Said one further way, the LLM that Treasure Data uses does not have customer data integrated within the models themselves. Instead, the way that Treasure Data’s agents are able to access and use customer data is through a tool set up that uses a Retrieval Augmented Generation (RAG) architecture and context about the environment and its objectives through system prompting. RAG provides for “grounding” the answers that the Agent provides based on actual customer data in Treasure Data. All RAG executions happen inside of Treasure Data’s environment. The Treasure Data Agents convert natural language queries and requests into computer-language queries that are then executed against the customer dataset - just like if a human were to write the query and run it themselves. The output of the box system prompts used in the agents have general instructions and also do not include any proprietary customer information.

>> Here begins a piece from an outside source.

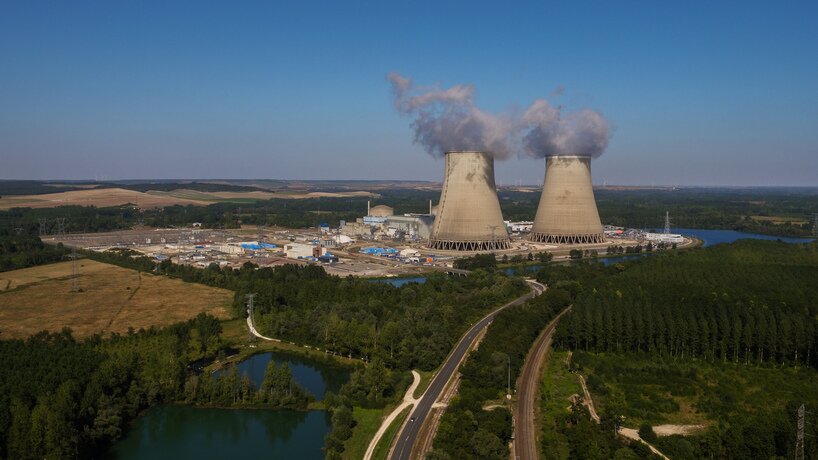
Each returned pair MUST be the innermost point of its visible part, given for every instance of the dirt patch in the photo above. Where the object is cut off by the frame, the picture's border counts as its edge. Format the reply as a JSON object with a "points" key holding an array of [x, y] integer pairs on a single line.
{"points": [[112, 300], [684, 430]]}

When interacting with the Agent, you are able to see the supervisor agent-to-subagent-to- supervisor agent communication, queries, and chain of thought that are being executed, for your validation and explainability. If you wish, this allows you to run the queries yourself and audit the agent’s work, on the spot.
Information that the Agent has accessed or derived is not shared across Treasure Data accounts and is not accessible within a Treasure Data instance outside that individual chat session, but all interactions with agents are audible and traceable for security professionals and administrators with the appropriate levels of access. Finally, no logging or telemetry is sent to the model providers.
In case you wanted to understand further why the Treasure Data agent came up with a decision or provided a response in a particular session, users can oftentimes ask the question directly to the agent and the agent will provide an explanation as to the reason why it made a decision or came up with an answer. This may be further validated by referring to the supervisor agent-to-subagent-to-supervisor agent communication as described, above.